|Home | About | Journals | Submit | Contact Us | Français|
Foreign body within the rectum occurs infrequently. Majority of objects are introduced through anus; however, sometimes a foreign body is swallowed, passes through the gastrointestinal tract and is held up in rectum. Many endoscopic and surgical techniques to remove rectal foreign bodies have been described in the literature and the reported variety of foreign bodies is as large as the number of techniques used to remove them.[1,2]
A 40-year-old male consulted the emergency department for sexual aggression. The patient said that he had been assaulted by two intoxicated individuals. Tying him up, they had conducted a sexual assault by forced introduction of a foreign body in the rectum. The patient had consulted 2 hours after the attack. At examination, vital signs were normal. Abdomen was soft. Foreign body was palpable on rectal examination. X-ray of the pelvis showed the glass in lower abdomen and pelvis [Figure 1].
The manual removal by holding the base of the glass was impossible and snares repeatedly slipped due to mucous coating the surface. Moreover, the glass could not be manipulated.
After reassurance and administration of IV analgesic, in lithotomy position several uni- and bi-manual extractions using obstetrics forceps had been attempted with no success and had even led to a partial fracture of the glass, making the transanal extraction extremely dangerous. Endoscopy and laparoscopy were not available in emergency. Then we proceeded to a general anesthetic and a Midline LAPAROTOMY was performed. We gradually tipped the glass to the sigmoid loop before making a short colostomy to extract the glass from sigmoid colon. A colostomy at the left iliac fossa was made. The post operative curse was uneventful and the patient left the hospital on the fourth day. The intestinal continuity was restored 3 months later.
Reports of foreign body within the rectum are uncommon in Africa, and the majority of case series are reported from Eastern Europe.[1–6] Males are commonly affected.[1,2] The age group is 16–80 years. However, there is a bimodal age distribution, observed in the twenties for anal erotism or forced introduction through anus, and in the sixties mainly for prostatic massage and breaking fecal impactions.
The foreign bodies commonly reported are plastic or glass bottles, cucumbers, carrots, wooden, or rubber objects. Other objects reported are bulb, tube light, axe handle, broomstick, vibrators, etc. The object length varies between 6 and 15 cm, and larger objects were more prone for complications.
Abdominal and rectal pains and bleeding per rectum are the common presenting symptoms. Per rectal examination is the cornerstone in the diagnosis, but it should be performed after X-ray of the abdomen to prevent accidental injury to the surgeon from sharp objects.

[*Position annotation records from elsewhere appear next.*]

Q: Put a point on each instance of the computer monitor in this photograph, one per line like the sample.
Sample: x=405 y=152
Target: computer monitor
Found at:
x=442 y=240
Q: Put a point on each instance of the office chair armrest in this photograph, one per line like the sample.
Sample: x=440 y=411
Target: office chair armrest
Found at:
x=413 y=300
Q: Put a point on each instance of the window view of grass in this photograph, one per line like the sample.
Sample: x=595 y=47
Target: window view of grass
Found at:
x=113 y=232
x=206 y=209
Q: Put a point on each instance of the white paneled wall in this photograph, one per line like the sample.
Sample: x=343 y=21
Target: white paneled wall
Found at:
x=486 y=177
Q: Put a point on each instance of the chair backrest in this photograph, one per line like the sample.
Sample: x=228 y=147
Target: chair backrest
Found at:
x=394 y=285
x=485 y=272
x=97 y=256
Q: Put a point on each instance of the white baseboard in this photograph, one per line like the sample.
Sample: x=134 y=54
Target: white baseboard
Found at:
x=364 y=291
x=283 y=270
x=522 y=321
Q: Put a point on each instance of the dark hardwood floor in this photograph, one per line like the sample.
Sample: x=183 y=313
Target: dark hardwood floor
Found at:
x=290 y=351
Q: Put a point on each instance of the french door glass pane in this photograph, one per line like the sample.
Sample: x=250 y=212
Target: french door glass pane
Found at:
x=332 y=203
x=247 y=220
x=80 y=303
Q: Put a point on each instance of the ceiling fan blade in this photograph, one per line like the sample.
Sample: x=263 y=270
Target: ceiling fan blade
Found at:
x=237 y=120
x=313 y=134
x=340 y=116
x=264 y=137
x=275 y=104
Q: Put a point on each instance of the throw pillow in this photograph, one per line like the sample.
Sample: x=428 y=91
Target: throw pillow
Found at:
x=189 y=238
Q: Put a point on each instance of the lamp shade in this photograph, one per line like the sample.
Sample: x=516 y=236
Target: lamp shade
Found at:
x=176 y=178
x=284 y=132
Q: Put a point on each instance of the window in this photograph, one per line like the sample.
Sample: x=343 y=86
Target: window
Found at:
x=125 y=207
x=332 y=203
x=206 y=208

The first step in the evaluation is that one should always be aware of the possibility of a large bowel perforation and perform radiological investigations. Plain abdominal radiography or water soluble contrast enemas may be helpful. An abdominal X-ray will also provide information on the localization of the foreign body, whether it is below or above the rectosigmoid junction. If perforation of the bowel has occurred, immediate laparotomy is warranted. If there are no signs of perforation, several management approaches can be tried.
First, digital removal of the object should be attempted, if necessary, with the patient at different positions. If this approach fails, one can try bimanual manipulation, as we tried in our patient. The next step is the insertion of an endoscope with subsequent attempts to grasp the foreign body with regular endoscopy accessories like polypectomy snares. When this fails, it may be helpful to use devices that can be inflated in the rectosigmoid, such as a Foley catheter or an achalasia balloon. Such a device prevents a vacuum that might develop upon extraction of the foreign body and may also be directly used to remove the object.
Laparotomy is only required in impacted foreign body (as in our patient) and or with perforation peritonitis. Even with laparotomy, the aim is transanal removal and closure of perforation with diversion colostomy. Post retrieval colonoscopy is mandatory to rule out colorectal injury.
In conclusion, many techniques are available for the extraction of rectal foreign bodies. If possible, patients should be treated with minimally invasive techniques. When these techniques are not available or cannot extract the foreign body, surgery is required.